Betreuung muss leistbar bleiben

Andreas Herz, MSc, ist Obmann der Fachgruppe „Personenberatung und Personenbetreuung“ in der WKO Steiermark, Obmann des Fachverbands in der WKO und Vizepräsident der WKO Steiermark.

Die 24-Stunden-Betreuung steht auch immer wieder einmal in der Kritik – wie reagieren?
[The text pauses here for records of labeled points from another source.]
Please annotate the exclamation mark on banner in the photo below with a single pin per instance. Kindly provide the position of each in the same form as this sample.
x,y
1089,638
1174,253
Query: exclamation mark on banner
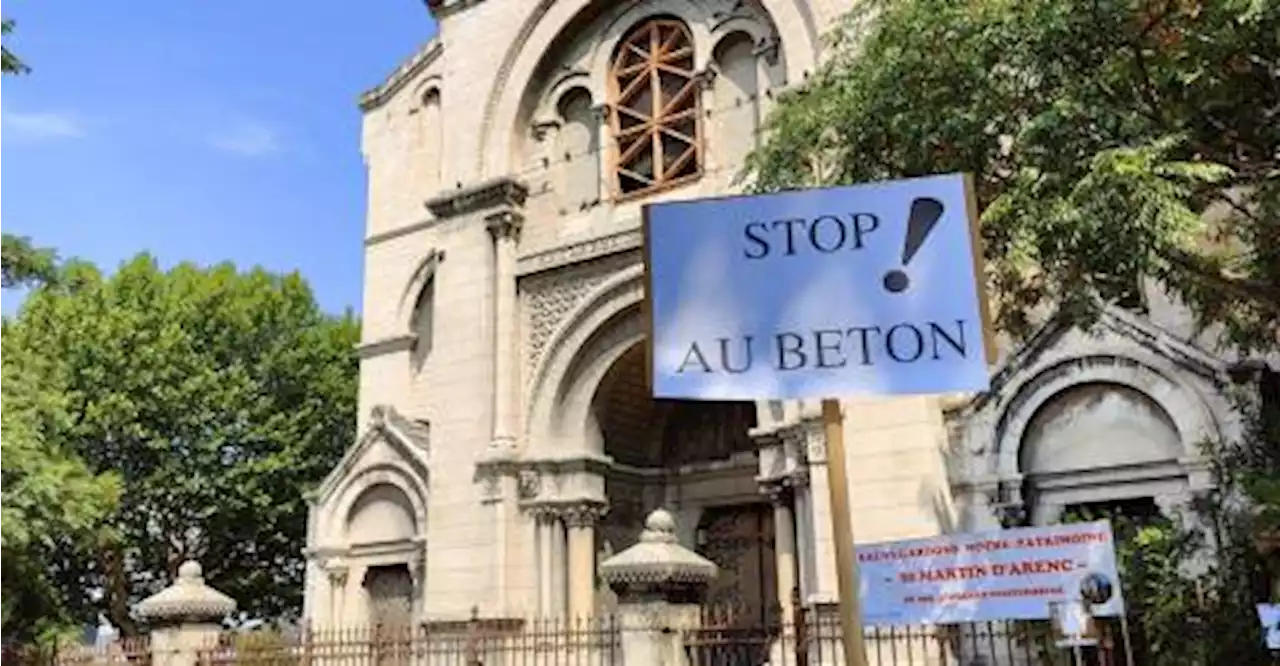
x,y
926,214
ANDREAS HERZ: Alle Beteiligten sind gefordert, respektvoll aufeinander zuzugehen sowie wertschätzend und fair miteinander umzugehen. Als Interessenvertreter von Betreuungspersonen und Agenturen tragen wir in der Wirtschaftskammer seit vielen Jahren federführend dazu bei, die Rahmenbedingungen für dieses systemrelevante Betreuungsmodell kontinuierlich zu verbessern und die Qualitätsentwicklung zu fördern. Es gibt heute Standesregeln, Gütesiegel, Schulungs- und Weiterbildungsmöglichkeiten sowie mehrsprachige Informations- und Kommunikationstools nach allen Seiten hin. Selbstverständlich werden wir diesen Weg der Qualität und der Entwicklung weitergehen. Es gilt dabei aber immer auch im Auge zu behalten, dass die 24-Stunden-Betreuung ihre wichtige Funktion nur erfüllen kann, wenn sie für Betreute und deren Angehörige auch leistbar bleibt. Wir dürfen aber auch nicht übersehen, dass bei vielen Menschen auf beiden Seiten – Betreuten wie Betreuenden – die Bilanz sehr positiv ausfällt. Es gibt etwa auch zahlreiche Beispiele, wo familiäre Bindungen zwischen Betreuungspersonen und Angehörigen von Betreuten über viele Jahre weiterbestehen.